RADIO VOCE 3: Quanti feriti ci sono?
VOCE 2: Per i feriti, al momento è impossibile. Circa dieci le auto che sono saltate in aria, già alcuni sono stati portati via. Comunque qui ci sta la macchina di scorta che è quasi distrutta e all’interno ci sono dei colleghi.
ANGELO CORBO: Io sono Angelo Corbo sono un sopravvissuto della scorta di Giovanni Falcone in servizio quel maledetto 23 maggio 1992.
GIOVANNI BIANCONI: Angelo Corbo, palermitano del quartiere Noce, aveva 26 anni e stava nella terza Croma, quella che chiudeva il corteo. In mezzo, tra la macchina condotta da Schifani e quella su cui viaggiava Corbo, c’era la Croma bianca con Giovanni Falcone, sua moglie Francesca Morvillo e l’autista Giuseppe Costanza. Al volante però non c’era l’autista ma Falcone, con Francesca seduta al suo fianco. Accadeva sempre, quando in macchina c’era lei.

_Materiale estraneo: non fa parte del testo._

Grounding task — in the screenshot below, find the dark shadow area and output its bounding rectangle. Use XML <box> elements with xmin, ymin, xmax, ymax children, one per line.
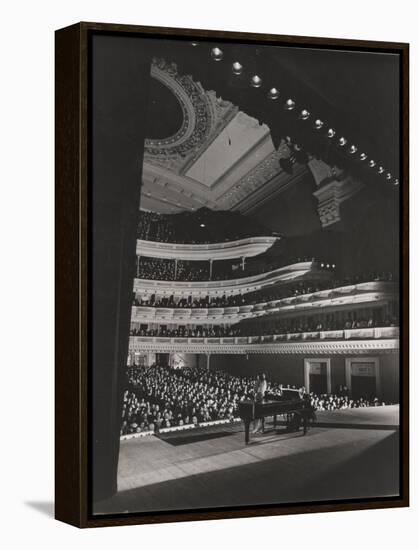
<box><xmin>25</xmin><ymin>500</ymin><xmax>54</xmax><ymax>518</ymax></box>
<box><xmin>97</xmin><ymin>433</ymin><xmax>399</xmax><ymax>514</ymax></box>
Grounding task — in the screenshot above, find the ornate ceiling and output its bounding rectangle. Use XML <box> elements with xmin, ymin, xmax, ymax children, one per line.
<box><xmin>141</xmin><ymin>59</ymin><xmax>307</xmax><ymax>213</ymax></box>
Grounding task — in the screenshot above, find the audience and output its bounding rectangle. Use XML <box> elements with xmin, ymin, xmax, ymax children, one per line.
<box><xmin>137</xmin><ymin>208</ymin><xmax>272</xmax><ymax>244</ymax></box>
<box><xmin>130</xmin><ymin>308</ymin><xmax>398</xmax><ymax>342</ymax></box>
<box><xmin>121</xmin><ymin>364</ymin><xmax>385</xmax><ymax>435</ymax></box>
<box><xmin>133</xmin><ymin>274</ymin><xmax>398</xmax><ymax>308</ymax></box>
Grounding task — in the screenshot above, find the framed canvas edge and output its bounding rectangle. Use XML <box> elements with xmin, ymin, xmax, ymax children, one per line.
<box><xmin>55</xmin><ymin>22</ymin><xmax>409</xmax><ymax>528</ymax></box>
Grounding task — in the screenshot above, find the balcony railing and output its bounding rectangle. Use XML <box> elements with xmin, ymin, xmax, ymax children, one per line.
<box><xmin>137</xmin><ymin>236</ymin><xmax>279</xmax><ymax>261</ymax></box>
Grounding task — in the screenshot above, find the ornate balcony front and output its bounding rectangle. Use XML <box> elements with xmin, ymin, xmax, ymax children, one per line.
<box><xmin>133</xmin><ymin>261</ymin><xmax>320</xmax><ymax>296</ymax></box>
<box><xmin>131</xmin><ymin>281</ymin><xmax>394</xmax><ymax>324</ymax></box>
<box><xmin>129</xmin><ymin>327</ymin><xmax>399</xmax><ymax>355</ymax></box>
<box><xmin>137</xmin><ymin>237</ymin><xmax>280</xmax><ymax>261</ymax></box>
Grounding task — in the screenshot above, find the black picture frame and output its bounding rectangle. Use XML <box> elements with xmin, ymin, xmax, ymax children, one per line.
<box><xmin>55</xmin><ymin>22</ymin><xmax>409</xmax><ymax>528</ymax></box>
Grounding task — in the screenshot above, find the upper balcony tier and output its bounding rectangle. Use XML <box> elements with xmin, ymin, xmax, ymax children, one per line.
<box><xmin>133</xmin><ymin>261</ymin><xmax>331</xmax><ymax>296</ymax></box>
<box><xmin>129</xmin><ymin>327</ymin><xmax>399</xmax><ymax>355</ymax></box>
<box><xmin>131</xmin><ymin>281</ymin><xmax>395</xmax><ymax>324</ymax></box>
<box><xmin>137</xmin><ymin>237</ymin><xmax>280</xmax><ymax>261</ymax></box>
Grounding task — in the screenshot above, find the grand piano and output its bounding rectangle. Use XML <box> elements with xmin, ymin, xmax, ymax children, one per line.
<box><xmin>239</xmin><ymin>388</ymin><xmax>314</xmax><ymax>445</ymax></box>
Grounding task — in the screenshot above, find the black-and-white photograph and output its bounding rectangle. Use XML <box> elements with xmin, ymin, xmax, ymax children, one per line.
<box><xmin>85</xmin><ymin>31</ymin><xmax>402</xmax><ymax>516</ymax></box>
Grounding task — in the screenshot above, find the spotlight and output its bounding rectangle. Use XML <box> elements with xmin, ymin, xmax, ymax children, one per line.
<box><xmin>285</xmin><ymin>99</ymin><xmax>295</xmax><ymax>111</ymax></box>
<box><xmin>268</xmin><ymin>88</ymin><xmax>279</xmax><ymax>99</ymax></box>
<box><xmin>250</xmin><ymin>74</ymin><xmax>262</xmax><ymax>88</ymax></box>
<box><xmin>211</xmin><ymin>48</ymin><xmax>224</xmax><ymax>61</ymax></box>
<box><xmin>232</xmin><ymin>61</ymin><xmax>243</xmax><ymax>75</ymax></box>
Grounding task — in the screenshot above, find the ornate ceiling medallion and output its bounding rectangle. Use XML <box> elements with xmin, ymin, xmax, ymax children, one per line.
<box><xmin>144</xmin><ymin>59</ymin><xmax>237</xmax><ymax>173</ymax></box>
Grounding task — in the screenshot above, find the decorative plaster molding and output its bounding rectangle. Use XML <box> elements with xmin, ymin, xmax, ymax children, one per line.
<box><xmin>133</xmin><ymin>262</ymin><xmax>316</xmax><ymax>296</ymax></box>
<box><xmin>144</xmin><ymin>59</ymin><xmax>238</xmax><ymax>173</ymax></box>
<box><xmin>129</xmin><ymin>337</ymin><xmax>399</xmax><ymax>355</ymax></box>
<box><xmin>313</xmin><ymin>176</ymin><xmax>363</xmax><ymax>227</ymax></box>
<box><xmin>137</xmin><ymin>237</ymin><xmax>280</xmax><ymax>261</ymax></box>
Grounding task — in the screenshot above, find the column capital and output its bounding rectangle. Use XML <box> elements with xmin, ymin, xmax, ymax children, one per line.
<box><xmin>308</xmin><ymin>159</ymin><xmax>363</xmax><ymax>227</ymax></box>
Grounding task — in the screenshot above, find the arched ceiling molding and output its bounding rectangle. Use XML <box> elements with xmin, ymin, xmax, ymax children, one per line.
<box><xmin>144</xmin><ymin>59</ymin><xmax>238</xmax><ymax>173</ymax></box>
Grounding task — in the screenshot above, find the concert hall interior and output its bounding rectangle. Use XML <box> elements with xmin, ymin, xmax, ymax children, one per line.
<box><xmin>94</xmin><ymin>35</ymin><xmax>400</xmax><ymax>514</ymax></box>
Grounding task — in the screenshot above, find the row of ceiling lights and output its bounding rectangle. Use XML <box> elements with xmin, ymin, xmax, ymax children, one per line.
<box><xmin>201</xmin><ymin>42</ymin><xmax>399</xmax><ymax>186</ymax></box>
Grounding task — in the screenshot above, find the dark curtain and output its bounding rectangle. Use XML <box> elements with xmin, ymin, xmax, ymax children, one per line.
<box><xmin>90</xmin><ymin>35</ymin><xmax>150</xmax><ymax>512</ymax></box>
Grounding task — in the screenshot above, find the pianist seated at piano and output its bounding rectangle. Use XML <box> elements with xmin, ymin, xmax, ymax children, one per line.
<box><xmin>239</xmin><ymin>382</ymin><xmax>315</xmax><ymax>444</ymax></box>
<box><xmin>253</xmin><ymin>372</ymin><xmax>268</xmax><ymax>433</ymax></box>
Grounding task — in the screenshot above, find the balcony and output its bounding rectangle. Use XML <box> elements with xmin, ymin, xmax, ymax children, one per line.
<box><xmin>131</xmin><ymin>281</ymin><xmax>394</xmax><ymax>324</ymax></box>
<box><xmin>133</xmin><ymin>261</ymin><xmax>318</xmax><ymax>296</ymax></box>
<box><xmin>129</xmin><ymin>327</ymin><xmax>399</xmax><ymax>354</ymax></box>
<box><xmin>137</xmin><ymin>237</ymin><xmax>279</xmax><ymax>261</ymax></box>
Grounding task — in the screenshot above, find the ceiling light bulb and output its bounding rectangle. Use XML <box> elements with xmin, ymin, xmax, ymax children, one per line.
<box><xmin>211</xmin><ymin>48</ymin><xmax>224</xmax><ymax>61</ymax></box>
<box><xmin>285</xmin><ymin>99</ymin><xmax>295</xmax><ymax>111</ymax></box>
<box><xmin>232</xmin><ymin>61</ymin><xmax>243</xmax><ymax>75</ymax></box>
<box><xmin>250</xmin><ymin>74</ymin><xmax>262</xmax><ymax>88</ymax></box>
<box><xmin>268</xmin><ymin>88</ymin><xmax>279</xmax><ymax>99</ymax></box>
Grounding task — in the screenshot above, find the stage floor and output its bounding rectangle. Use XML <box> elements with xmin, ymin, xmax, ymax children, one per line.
<box><xmin>95</xmin><ymin>406</ymin><xmax>399</xmax><ymax>513</ymax></box>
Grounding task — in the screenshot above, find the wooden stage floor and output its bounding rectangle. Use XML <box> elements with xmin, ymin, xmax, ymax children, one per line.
<box><xmin>94</xmin><ymin>405</ymin><xmax>399</xmax><ymax>514</ymax></box>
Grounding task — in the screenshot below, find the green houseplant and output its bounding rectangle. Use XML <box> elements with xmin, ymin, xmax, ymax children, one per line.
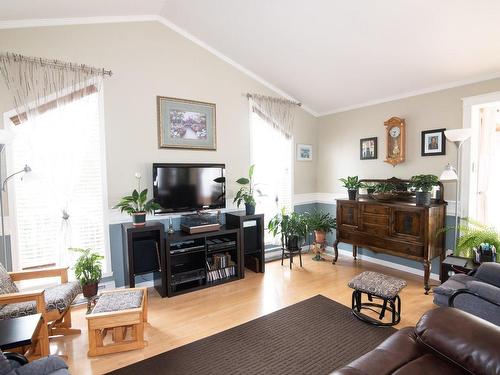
<box><xmin>113</xmin><ymin>173</ymin><xmax>161</xmax><ymax>227</ymax></box>
<box><xmin>69</xmin><ymin>248</ymin><xmax>104</xmax><ymax>298</ymax></box>
<box><xmin>267</xmin><ymin>208</ymin><xmax>307</xmax><ymax>249</ymax></box>
<box><xmin>410</xmin><ymin>174</ymin><xmax>439</xmax><ymax>206</ymax></box>
<box><xmin>339</xmin><ymin>176</ymin><xmax>363</xmax><ymax>200</ymax></box>
<box><xmin>452</xmin><ymin>218</ymin><xmax>500</xmax><ymax>262</ymax></box>
<box><xmin>233</xmin><ymin>165</ymin><xmax>261</xmax><ymax>215</ymax></box>
<box><xmin>305</xmin><ymin>210</ymin><xmax>337</xmax><ymax>243</ymax></box>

ANGELO CORBO: Per un semplice banale problema: la moglie soffriva di mal di macchina, quindi deve stare nel sedile davanti, e lui da (vecchio stampo) uomo di vecchio stampo non può permettere che la moglie sta davanti e lui sta dietro. Quindi (come ogni volta che c’era appunto la moglie Francesca Morvillo) lui si mette alla guida, perché autorizzato alla guida della macchina corazzata del Ministero di Grazia e Giustizia, e l’autista giudiziario (Giuseppe Costanza) si posiziona nel sedile posteriore.
GIOVANNI BIANCONI: Anche Corbo era seduto sul sedile posteriore della terza Croma. Alla guida l’agente Paolo Capuzza, accanto al caposcorta Gaspare Cervello.
ANGELO CORBO: Il mio compito è guardare il dietro, il dietro e lateralmente, cercando di avvisare il mio autista eventualmente dei pericoli, cioè nel senso se c’è qualche macchina che va ad alta velocità, che vuole superare… quindi coadiuvare comunque in ogni caso anche l’autista negli spostamenti laterali.
GIOVANNI BIANCONI: Tutto questo per garantire la sicurezza di Giovanni Falcone, il magistrato più scortato d’Italia. Di certo quello a cui è necessario garantire la massima protezione perché quello che più rischia la vendetta di Cosa nostra, che con lui ha un conto aperto. Per motivi di sicurezza, nelle comunicazioni radio della polizia il nome del giudice non viene mai pronunciato. Lo chiamano «la personalità», al massino «il magistrato». Oppure con la sigla attribuita alla persona scortata nelle comunicazioni criptate della polizia: «Monza 500». Un codice al quale va garantita protezione anche dopo l’esplosione che l’ha travolto sull’autostrada, mentre corre verso l’ospedale.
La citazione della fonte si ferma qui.